A "CIVILIZADA" CLASSE MÉDIA
 

 

A evolução industrial do cinema gaúcho se insere dentro da abundância da produção cinematográfica brasileira atual com os filmes possíveis nos confins dos pampas. Tolerância (2000), de Carlos Gerbase, é uma das obras gaúchas mais "visíveis"; sua "visibilidade", que inclui tanto o olho do espectador habitual como o olho do espectador crítico, nasce basicamente da sempre louvada qualidade de Gerbase como "narrador cinematográfico".

Bem sucedido comercial e artisticamente, o novo Gerbase representa um porto seguro na evolução do estilo de filmar de seu diretor desde os tempos de Inverno (1983), longa-metragem realizado ainda na bitola Super-8 (que foi a oficina de aprendizagem de imagens de toda uma geração de realizadores sul-rio-grandenses). Gerbase demonstra especial sensibilidade em dirigir seus atores, conferindo harmonia interpretativa a um elenco diferenciado de intérpretes em que a beleza despojada de Maitê Proença se mede com a tensão interior de Roberto Bontempo e os dois madurões terçam armas com os descontraídos e sensuais jovens em cena; a particularidade da direção de elenco de Gerbase evoca, meio palidamente é verdade, o jeito do francês Eric Rohmer (pouco visto por aqui), copiado à exaustão pelo norte-americano Woody Allen (que tem seu público cativo e, para um cineasta descaradamente intelectual, até expressivo).

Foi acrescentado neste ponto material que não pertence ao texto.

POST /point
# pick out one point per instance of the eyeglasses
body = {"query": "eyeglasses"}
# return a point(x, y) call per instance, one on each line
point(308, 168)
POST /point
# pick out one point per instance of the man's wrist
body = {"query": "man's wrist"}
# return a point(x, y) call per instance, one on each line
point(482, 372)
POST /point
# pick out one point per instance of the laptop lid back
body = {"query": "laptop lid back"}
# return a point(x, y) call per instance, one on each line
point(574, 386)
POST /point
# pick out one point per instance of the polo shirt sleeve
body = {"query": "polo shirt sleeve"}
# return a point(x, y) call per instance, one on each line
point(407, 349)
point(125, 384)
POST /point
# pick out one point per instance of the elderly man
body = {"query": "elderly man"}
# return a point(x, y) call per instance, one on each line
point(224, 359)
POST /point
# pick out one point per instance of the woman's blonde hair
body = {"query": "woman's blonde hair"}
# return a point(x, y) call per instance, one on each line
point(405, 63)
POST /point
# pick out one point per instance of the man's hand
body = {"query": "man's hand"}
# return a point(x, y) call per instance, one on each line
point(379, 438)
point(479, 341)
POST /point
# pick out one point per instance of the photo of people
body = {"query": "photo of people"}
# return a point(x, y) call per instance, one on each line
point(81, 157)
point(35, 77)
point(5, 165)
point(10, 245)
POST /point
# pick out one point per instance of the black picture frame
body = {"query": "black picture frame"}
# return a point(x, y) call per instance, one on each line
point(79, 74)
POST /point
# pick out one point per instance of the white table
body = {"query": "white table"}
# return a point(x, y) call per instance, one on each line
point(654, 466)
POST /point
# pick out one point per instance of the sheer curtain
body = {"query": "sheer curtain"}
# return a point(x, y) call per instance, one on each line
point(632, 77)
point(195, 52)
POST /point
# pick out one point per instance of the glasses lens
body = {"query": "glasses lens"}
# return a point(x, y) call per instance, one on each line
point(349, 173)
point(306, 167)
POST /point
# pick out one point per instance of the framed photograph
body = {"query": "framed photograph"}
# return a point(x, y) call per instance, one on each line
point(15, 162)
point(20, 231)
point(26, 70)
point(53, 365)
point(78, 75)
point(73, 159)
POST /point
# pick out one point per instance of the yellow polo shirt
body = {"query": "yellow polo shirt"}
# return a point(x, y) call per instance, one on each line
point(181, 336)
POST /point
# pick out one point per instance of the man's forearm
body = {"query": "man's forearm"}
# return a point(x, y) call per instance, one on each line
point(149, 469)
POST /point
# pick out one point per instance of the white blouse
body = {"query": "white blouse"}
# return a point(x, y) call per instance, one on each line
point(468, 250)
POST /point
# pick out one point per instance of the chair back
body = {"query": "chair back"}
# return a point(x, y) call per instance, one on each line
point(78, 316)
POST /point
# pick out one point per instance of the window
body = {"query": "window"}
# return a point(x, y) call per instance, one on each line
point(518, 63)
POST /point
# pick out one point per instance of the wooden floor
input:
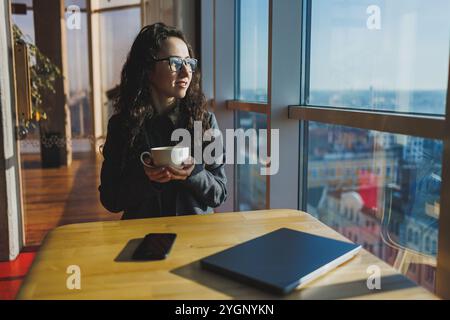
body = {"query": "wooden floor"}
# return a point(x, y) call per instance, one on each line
point(55, 197)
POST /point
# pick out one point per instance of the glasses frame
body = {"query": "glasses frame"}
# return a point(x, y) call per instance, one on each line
point(183, 60)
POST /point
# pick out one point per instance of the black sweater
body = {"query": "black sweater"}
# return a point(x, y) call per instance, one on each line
point(125, 187)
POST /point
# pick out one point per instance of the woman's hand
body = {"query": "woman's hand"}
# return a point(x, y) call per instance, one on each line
point(184, 172)
point(158, 174)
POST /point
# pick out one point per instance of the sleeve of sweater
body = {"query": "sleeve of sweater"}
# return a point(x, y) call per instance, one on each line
point(208, 182)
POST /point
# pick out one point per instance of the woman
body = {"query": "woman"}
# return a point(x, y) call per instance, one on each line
point(159, 92)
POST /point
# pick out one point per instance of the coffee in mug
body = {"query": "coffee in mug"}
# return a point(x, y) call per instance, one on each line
point(166, 156)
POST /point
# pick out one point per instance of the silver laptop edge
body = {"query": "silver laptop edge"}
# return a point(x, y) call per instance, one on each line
point(329, 266)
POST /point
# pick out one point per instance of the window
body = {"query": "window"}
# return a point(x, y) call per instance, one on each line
point(371, 91)
point(78, 70)
point(250, 183)
point(251, 89)
point(253, 19)
point(117, 30)
point(393, 58)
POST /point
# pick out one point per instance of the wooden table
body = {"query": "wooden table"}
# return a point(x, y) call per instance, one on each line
point(102, 250)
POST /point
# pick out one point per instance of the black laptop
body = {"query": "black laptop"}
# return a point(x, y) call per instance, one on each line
point(282, 260)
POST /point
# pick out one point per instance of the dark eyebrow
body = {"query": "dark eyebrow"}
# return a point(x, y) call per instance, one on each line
point(181, 57)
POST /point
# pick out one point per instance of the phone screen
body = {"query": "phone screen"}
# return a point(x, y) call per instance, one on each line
point(155, 246)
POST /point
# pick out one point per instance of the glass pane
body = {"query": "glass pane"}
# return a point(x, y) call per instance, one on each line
point(118, 30)
point(253, 50)
point(380, 190)
point(380, 55)
point(78, 76)
point(79, 3)
point(251, 185)
point(25, 22)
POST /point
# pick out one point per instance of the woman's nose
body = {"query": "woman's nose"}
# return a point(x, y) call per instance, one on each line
point(184, 71)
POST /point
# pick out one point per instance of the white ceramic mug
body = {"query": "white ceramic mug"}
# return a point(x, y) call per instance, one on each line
point(166, 156)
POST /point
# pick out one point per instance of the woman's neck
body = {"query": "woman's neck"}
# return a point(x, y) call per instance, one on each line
point(162, 104)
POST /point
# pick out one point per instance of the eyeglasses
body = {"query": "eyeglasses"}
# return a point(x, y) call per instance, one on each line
point(175, 63)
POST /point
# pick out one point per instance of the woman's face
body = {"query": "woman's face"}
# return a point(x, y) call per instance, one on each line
point(171, 84)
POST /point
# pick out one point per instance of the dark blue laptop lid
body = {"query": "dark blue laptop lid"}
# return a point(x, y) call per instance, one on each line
point(278, 260)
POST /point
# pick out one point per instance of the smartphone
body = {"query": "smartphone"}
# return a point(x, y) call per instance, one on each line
point(155, 246)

Mas é nas citações cinematográficas que Gerbase, utilizando-as com senso de tempo em sua montagem e muita originalidade (não se trata duma citação-cópia), revela seu ego narrativo: o filme começa homenageando os conhecidos dramas de tribunais do cinema ianque, faz sua referência à abertura de pernas de Sharon Stone em Instinto selvagem (1992), de Paul Verhoeven, chega a aludir a um clássico filme político dos anos 70, Esta terra é minha terra (1976), do americano Hal Ashby (a cena é aquela em que aparece no jornal a fotografia de Maitê com o cliente, um indivíduo que cometeu um crime em luta por sua própria terra, o que conduziu a imprensa a inseri-lo equivocadamente na questão dos sem-terra, imagem encabeçada pelo dizer "Esta terra é minha terra"), desenvolve trechos policiais que às vezes beiram inevitavelmente o clichê visual, encena questões sexuais e românticas, envereda por uma narrativa de costumes da Porto Alegre dos anos 90, sem nunca perder sua unidade e pessoalidade.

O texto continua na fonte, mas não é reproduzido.